Cornell spent his entire life on Utopia Parkway in New York, and never travelled further than Maine.

Reincarnation

I have never given serious thought to the idea of reincarnation, and it is about time I did so. After all, we are serious people, are we not?, and we should think seriously about everything, absolutely everything, as it falls within our purview. There will be many subjects deserving of only our fleeting attention, but even those we should consider with all due seriousness. In that spirit, and in the full knowledge that the concept of reincarnation, or the transmigration of souls, is almost certainly arrant poppycock, let us see if we can winkle from it anything of significance.

In some versions of the theory, the transmigrating soul flits from species to species. This would suggest that, immediately before the glorious event that was the arrival upon earth of Mr Key, I might have been, say, a bat or a prawn or a tulip. This is a perfect example of something so foolish that our fleeting attention can fly away from it tout suite, with nary a backward glance. Like the collected written outpourings of Will Self, it can be safely tucked away and forgotten about. We gave it our serious attention, for a moment or two, and then moved on, sensibly, as sensible and serious persons do.

Of more interest is the idea that, as the spark of life is extinguished in one human corporeal being, at the very moment when life passes it makes a leap into a brand new host. Though as preposterous as the idea that I was once a tulip, this at least has a certain tidiness about it. If, for a while, we entertain the possibility of it being true, the urgent question then thumps inside our heads – who were you, Mr Key, before you were Mr Key?

I am minded to date the dawn of my existence not to the date of birth, but to the moment of conception in my mother’s womb.

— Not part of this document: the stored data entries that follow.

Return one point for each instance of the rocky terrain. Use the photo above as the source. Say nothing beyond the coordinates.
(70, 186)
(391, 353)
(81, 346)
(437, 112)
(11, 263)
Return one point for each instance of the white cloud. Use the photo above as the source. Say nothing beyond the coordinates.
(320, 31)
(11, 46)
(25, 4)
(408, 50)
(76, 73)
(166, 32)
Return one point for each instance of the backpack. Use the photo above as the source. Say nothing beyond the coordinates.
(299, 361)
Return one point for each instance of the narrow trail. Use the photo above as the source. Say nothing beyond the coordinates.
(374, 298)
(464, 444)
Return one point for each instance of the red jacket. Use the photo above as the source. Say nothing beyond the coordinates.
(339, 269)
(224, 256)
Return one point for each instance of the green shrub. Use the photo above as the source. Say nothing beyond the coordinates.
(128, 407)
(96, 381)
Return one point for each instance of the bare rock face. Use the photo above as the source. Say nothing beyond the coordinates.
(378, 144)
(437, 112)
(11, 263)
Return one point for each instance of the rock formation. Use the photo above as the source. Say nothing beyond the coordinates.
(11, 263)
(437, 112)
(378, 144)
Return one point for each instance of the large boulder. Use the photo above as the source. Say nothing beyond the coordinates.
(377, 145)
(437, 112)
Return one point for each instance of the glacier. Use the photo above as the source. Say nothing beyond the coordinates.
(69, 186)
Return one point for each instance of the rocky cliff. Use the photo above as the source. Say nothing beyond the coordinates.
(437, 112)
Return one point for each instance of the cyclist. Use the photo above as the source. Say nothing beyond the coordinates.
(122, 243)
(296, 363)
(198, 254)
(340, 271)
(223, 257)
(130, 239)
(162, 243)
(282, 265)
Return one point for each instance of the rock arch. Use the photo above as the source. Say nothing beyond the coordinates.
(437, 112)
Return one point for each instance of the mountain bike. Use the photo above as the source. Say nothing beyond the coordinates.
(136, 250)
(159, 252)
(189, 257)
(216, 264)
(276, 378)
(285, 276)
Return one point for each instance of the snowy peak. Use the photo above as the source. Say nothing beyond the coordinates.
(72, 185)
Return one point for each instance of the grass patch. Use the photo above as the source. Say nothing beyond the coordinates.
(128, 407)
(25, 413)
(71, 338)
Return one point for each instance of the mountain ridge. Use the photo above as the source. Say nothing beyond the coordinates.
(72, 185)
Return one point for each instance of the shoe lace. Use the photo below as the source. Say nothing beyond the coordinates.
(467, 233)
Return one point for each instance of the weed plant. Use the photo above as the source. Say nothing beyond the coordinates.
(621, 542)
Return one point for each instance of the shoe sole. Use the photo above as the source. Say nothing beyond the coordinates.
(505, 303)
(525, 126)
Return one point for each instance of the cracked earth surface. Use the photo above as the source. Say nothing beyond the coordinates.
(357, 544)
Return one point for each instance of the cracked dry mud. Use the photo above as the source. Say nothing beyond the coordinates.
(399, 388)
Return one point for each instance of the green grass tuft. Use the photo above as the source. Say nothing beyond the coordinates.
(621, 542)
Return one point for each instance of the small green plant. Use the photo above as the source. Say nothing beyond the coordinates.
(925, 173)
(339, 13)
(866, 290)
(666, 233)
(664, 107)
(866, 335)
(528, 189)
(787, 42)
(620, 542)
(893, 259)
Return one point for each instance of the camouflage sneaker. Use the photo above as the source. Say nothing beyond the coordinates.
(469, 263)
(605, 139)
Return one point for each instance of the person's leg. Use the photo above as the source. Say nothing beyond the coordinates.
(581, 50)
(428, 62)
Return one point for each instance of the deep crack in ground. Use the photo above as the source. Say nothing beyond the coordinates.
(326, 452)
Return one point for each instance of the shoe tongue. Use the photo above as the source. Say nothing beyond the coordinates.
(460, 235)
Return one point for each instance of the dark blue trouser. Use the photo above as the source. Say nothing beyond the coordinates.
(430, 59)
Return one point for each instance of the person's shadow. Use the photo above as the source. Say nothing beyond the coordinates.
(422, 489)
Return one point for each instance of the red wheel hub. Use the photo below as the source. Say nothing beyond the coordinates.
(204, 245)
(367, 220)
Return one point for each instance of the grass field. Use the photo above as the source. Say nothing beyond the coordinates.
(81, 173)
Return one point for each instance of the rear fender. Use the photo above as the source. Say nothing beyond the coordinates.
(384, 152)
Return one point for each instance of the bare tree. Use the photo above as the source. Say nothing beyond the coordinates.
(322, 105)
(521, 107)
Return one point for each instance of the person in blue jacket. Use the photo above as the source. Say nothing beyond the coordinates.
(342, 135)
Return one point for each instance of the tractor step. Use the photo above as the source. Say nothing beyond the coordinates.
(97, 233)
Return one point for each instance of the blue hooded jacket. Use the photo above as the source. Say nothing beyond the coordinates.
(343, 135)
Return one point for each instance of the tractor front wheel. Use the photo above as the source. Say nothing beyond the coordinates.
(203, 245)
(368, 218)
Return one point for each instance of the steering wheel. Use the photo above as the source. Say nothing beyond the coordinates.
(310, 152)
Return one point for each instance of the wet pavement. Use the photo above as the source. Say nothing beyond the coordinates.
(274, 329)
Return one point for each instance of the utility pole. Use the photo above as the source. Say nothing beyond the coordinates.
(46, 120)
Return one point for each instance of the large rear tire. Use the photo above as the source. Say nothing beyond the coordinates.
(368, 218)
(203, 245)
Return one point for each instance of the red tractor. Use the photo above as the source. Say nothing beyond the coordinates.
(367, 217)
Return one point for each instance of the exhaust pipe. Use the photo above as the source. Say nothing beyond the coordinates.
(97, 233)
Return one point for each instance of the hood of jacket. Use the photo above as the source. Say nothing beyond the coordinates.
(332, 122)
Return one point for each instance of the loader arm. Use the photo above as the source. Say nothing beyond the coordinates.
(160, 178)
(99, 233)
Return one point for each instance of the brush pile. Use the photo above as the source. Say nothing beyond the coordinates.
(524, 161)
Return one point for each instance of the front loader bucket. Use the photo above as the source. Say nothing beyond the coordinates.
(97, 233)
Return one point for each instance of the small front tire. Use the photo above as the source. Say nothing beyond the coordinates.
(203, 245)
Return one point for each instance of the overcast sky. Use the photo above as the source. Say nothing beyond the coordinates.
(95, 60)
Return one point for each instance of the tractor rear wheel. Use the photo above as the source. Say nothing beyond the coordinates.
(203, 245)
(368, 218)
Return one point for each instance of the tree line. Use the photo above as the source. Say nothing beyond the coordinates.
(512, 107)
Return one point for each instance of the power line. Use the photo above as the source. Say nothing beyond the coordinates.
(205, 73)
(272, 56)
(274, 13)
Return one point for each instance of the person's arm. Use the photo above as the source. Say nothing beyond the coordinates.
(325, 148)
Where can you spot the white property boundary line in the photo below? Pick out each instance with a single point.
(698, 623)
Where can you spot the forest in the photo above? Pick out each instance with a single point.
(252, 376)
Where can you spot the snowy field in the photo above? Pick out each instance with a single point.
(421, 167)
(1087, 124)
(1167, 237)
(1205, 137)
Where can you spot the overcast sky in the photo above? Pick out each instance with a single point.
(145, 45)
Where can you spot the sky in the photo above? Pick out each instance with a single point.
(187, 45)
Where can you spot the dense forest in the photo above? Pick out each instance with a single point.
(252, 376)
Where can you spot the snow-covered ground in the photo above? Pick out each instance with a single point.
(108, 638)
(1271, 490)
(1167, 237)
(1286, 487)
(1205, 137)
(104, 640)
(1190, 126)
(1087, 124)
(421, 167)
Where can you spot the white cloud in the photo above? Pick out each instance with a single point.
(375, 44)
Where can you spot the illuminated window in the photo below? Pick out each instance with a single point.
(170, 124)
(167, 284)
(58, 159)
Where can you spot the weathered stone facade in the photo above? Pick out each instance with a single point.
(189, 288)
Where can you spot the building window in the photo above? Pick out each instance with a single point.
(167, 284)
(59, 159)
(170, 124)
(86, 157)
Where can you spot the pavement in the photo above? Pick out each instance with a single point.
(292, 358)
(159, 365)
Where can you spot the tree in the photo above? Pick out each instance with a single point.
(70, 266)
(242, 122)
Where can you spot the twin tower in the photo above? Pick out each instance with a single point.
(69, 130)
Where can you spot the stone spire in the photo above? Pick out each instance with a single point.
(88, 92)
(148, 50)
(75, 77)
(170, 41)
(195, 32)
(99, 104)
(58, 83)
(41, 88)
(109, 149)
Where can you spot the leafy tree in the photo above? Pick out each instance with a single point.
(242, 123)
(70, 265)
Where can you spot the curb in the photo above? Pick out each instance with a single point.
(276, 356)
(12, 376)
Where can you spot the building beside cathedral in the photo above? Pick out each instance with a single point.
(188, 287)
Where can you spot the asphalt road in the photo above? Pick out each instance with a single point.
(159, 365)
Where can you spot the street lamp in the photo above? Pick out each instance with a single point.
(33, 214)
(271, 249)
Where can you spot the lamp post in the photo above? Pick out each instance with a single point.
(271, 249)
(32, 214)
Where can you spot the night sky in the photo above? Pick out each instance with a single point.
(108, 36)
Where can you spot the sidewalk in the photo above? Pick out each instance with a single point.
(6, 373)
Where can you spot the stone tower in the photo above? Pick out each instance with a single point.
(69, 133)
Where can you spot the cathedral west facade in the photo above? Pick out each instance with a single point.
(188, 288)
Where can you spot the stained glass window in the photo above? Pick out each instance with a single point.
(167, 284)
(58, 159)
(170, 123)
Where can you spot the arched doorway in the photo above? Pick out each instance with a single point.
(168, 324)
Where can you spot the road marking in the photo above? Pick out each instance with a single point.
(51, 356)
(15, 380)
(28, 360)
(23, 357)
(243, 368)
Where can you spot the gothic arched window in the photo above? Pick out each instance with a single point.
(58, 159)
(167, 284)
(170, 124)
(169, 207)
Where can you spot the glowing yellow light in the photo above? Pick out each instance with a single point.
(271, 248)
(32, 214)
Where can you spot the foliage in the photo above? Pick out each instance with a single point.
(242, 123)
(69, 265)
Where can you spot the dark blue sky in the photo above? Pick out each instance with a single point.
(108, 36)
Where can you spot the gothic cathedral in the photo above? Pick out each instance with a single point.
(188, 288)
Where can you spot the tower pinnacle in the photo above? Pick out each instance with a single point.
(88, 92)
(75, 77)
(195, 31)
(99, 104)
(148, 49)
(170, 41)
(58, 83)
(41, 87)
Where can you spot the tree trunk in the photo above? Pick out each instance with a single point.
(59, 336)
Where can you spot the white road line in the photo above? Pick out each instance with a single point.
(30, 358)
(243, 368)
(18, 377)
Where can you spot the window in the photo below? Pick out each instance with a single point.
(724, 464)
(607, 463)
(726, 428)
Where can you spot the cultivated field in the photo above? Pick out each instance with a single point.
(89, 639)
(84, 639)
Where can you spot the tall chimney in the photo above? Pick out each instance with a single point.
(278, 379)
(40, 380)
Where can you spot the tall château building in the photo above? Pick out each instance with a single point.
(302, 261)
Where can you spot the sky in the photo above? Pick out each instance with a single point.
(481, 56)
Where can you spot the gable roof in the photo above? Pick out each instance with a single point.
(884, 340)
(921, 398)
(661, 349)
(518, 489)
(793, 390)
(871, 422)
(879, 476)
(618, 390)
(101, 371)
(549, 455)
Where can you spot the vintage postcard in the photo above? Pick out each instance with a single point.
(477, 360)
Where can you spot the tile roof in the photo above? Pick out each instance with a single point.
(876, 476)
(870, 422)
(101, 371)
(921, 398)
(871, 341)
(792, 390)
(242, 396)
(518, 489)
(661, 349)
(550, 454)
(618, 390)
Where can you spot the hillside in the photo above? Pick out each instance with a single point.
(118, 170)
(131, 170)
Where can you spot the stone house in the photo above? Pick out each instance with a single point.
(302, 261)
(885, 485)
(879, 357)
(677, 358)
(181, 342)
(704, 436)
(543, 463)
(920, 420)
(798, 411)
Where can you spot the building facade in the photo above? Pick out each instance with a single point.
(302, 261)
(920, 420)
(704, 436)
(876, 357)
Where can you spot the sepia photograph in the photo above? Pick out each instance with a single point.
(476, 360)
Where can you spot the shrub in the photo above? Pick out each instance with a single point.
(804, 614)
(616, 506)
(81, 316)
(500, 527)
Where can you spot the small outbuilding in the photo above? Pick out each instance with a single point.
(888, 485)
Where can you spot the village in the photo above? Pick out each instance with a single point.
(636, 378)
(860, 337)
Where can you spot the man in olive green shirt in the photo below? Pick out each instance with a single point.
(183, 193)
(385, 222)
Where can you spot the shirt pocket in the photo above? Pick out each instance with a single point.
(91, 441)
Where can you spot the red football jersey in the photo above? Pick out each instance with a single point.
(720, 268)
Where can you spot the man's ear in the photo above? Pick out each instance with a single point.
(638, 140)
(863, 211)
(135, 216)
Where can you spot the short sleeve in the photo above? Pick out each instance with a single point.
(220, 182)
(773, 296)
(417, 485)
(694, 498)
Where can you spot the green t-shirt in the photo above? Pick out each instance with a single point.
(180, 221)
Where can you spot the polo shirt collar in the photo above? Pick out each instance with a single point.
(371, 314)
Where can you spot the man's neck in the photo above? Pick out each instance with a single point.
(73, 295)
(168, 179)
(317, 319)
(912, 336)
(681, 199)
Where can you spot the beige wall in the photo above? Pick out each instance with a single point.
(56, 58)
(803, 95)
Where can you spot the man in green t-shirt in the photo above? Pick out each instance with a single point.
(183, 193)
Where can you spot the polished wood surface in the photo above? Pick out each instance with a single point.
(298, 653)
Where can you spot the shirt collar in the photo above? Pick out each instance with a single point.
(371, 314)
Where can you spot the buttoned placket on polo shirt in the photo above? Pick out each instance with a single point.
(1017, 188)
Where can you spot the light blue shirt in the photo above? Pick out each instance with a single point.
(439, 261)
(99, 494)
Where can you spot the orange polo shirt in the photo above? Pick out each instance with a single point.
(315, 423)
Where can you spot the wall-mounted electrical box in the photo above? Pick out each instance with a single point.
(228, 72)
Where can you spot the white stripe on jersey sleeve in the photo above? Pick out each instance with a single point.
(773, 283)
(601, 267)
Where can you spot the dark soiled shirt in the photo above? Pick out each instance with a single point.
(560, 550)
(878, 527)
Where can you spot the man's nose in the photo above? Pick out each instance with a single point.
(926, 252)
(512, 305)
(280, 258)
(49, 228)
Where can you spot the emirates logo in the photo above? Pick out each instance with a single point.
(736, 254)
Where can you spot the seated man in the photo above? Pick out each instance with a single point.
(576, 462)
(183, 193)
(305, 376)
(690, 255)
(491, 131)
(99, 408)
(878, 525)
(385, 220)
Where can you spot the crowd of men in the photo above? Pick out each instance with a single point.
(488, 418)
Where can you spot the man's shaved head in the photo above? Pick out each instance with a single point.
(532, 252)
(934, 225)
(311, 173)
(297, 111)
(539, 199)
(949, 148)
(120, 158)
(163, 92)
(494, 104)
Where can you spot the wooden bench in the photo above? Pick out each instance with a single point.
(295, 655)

Unless one’s father is a precise and punctilious Walter Shandy figure, that moment is well nigh impossible to pinpoint, so the best we can do is to use informed guesswork. Counting backwards from the date of my (premature) birth, it is likely that I was conceived in the dying days of May in the Year of Our Lord MCMLVIII, or, as modern barbarians would prefer, 1958. So who shuffled off this mortal coil around that time, apart from several bats or prawns or tulips?

Three candidates present themselves – the Romanian aviator Constantin Cantacuzino, the Spanish writer Juan Ramón Jiménez, and – skipping forward slightly to the beginning of June – the American oceanographer Townsend Cromwell. The next stage of my serious research will be to immerse myself in the lives of this trio, finding out all I can, perhaps entering a fugue state. Without leaping ahead of myself, I have to say that my favourite of the three, at this stage, is the Spaniard, not so much on account of his Nobel Prize for Literature (1956), but because, judging by this photograph, his wife is wearing exactly the sort of hat I can imagine Pansy Cradledew sporting atop her lovely head.

I will keep you informed of my findings.